The law will ban two types of plastic from local landfills and transfer centers: PET plastic, which is used to make soda bottles, and HDPE plastic, which is used to make milk jugs, detergent containers and shampoo bottles.
It will be difficult for state inspectors to enforce the law. But Scott Mouw, the state recycling director, said the law's purpose is to spur recycling behavior and habits rather than to punish individuals who throw away plastic. "We aren't going to be looking in anyone's garbage cans," he said.

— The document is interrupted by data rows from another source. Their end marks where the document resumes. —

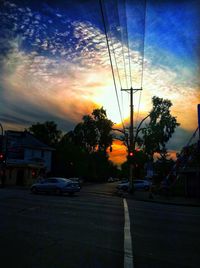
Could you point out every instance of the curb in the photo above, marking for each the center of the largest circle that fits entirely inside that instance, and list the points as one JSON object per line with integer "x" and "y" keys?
{"x": 165, "y": 202}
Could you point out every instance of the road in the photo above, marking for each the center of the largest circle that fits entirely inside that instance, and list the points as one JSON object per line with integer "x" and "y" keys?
{"x": 87, "y": 230}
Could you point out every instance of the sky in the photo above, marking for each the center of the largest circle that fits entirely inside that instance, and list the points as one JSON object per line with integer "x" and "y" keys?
{"x": 54, "y": 62}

Mouw said inspectors will check for plastic in landfills and transfer centers. They likely will issue warnings for first-time offenses. Corrective action and fines could follow if they continue to find plastic.
Those are mild repercussions compared to Wake County's punishment for throwing away cardboard.
When the county banned cardboard in the mid-1990s, it was successful thanks to tipping fee increases placed on carriers, said Linda Leighton, a waste reduction specialist with the City of Raleigh.
But finding plastic, she said, will be more difficult.
"We want to use this as an education tool that hopefully carriers will take to their customers," she said.
Raleigh citizens threw away about 600 tons of plastic in the fiscal year that ended June 30, Mouw said.
North Carolinians throw away about 288million pounds of plastic annually, he said, and only 45million pounds is recovered for recycling.
Supply and demand
City officials think recovering more plastic will create more jobs, especially at some of the state's largest recycling plants.
The world's largest PET recycling plant will be built in Fayetteville early next year, Mouw said. The facility will recycle 280million pounds of soda and water bottles a year.
And the nation's second largest HDPE plant is in Reidsville, where plastic is color-sorted and distributed to detergent manufacturers. The Reidsville plant employs about 100 people.
"The story in the past 10 years has been a flat supply against a dramatic rise indemand," Mouw said. "This is the reason for the ban. People need more material."